My senior year in high school, I was taking an AP Calculus class. I’ve never been great at math, and calculus was extremely difficult for me. Toward the end of the school year, when we were within a month of taking the final exam, I had to go to both early morning and afternoon study groups to understand the concepts that I was consistently getting wrong answers on.
I became obsessed with passing the test. I didn’t want all of this hard work and effort I was putting into studying to be in vain.
I had some really great friends my senior year. Most of my friends all wanted to get good grades and go to college, and we really helped each other out. However, because of the stress of this test, I told everyone to leave me alone. Whenever anyone would invite me to hang out or study with them, if it didn’t have to do with calculus, I wasn’t interested. Pretty soon, most of my friends stopped asking me to hang out and just let me do my own thing.
One friend, however, was constantly telling me I needed to take a break and do something fun, or I was going to burn myself out. I started to really get annoyed by that, and, one day, when she invited me to lunch with her, I snapped. I told her to pretend I didn’t exist until this test was over. I felt bad about snapping at her, but I just didn’t want any distractions.
A couple of hours after school was out, I was sitting at my kitchen table trying to work out some sample problems. Our teacher had given us the answers so that we would know if we got the right answer or not. I couldn’t for the life of me figure out the answer to one particular problem. I was almost in tears when I heard a knock on the door.
I grumbled under my breath at the fact that no one else was home and I had to leave what I was doing to answer the door. I also tried to perk up my face, so it wouldn’t look like I had been on the brink of crying.
When I opened the door, there was my friend, the one I had yelled at, with a Wendy’s chocolate frosty (my favorite ice cream at the time) and a card. Her words kind of rushed out at me before I could even open my mouth. I don’t think she even took a breath as she blurted out, “I know you don’t want any distractions, so I’m not staying. I just thought you could use some encouragement, and now I’m leaving.” Then she handed me the frosty and the card, jumped down the stairs, and headed for her car before I could even respond.

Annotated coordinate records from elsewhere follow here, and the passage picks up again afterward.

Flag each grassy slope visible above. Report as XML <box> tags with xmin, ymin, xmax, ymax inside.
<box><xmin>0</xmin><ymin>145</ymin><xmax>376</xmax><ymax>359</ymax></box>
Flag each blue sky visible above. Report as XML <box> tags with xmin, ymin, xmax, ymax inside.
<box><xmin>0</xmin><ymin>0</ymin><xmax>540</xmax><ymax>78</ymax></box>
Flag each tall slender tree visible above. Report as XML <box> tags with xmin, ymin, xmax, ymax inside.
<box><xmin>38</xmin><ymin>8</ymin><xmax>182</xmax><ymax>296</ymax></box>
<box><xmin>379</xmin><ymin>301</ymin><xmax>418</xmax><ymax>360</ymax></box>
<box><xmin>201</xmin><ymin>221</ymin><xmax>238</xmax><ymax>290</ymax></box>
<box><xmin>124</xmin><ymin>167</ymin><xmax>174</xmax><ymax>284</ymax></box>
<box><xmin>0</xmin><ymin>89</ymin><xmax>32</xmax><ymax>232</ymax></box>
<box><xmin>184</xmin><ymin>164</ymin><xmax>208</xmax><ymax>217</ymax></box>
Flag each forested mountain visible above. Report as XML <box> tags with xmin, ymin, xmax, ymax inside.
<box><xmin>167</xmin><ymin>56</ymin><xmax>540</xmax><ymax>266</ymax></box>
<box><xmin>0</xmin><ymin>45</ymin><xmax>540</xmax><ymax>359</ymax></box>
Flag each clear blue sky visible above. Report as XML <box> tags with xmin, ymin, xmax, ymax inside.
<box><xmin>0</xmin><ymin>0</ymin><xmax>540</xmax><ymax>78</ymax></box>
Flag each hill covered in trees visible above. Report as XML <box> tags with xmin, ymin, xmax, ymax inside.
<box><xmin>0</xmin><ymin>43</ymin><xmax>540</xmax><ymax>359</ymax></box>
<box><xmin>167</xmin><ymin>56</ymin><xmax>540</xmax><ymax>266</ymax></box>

I went to the table and opened the card. I don’t remember everything that was written, but I remember the last sentence was “You can do it! I believe in you.” It was funny, or ironic, not sure…but just at that moment, I realized the mistake I had been making on the problem…and then I started crying.
I have been so mean to that friend, and she had turned around and responded with kindness. And her kindness helped me find a solution to the problem at hand.
I have never forgotten that sincere gesture of kindness from my friend. It was such a simple thing, yet it has stayed with me ever since. We never know what a small act of kindness can do for another human being. I once heard a saying that went, “When in doubt, be kind.” I’m so grateful my friend showed kindness toward me, even when she had every reason not to. Her kindness made all the difference.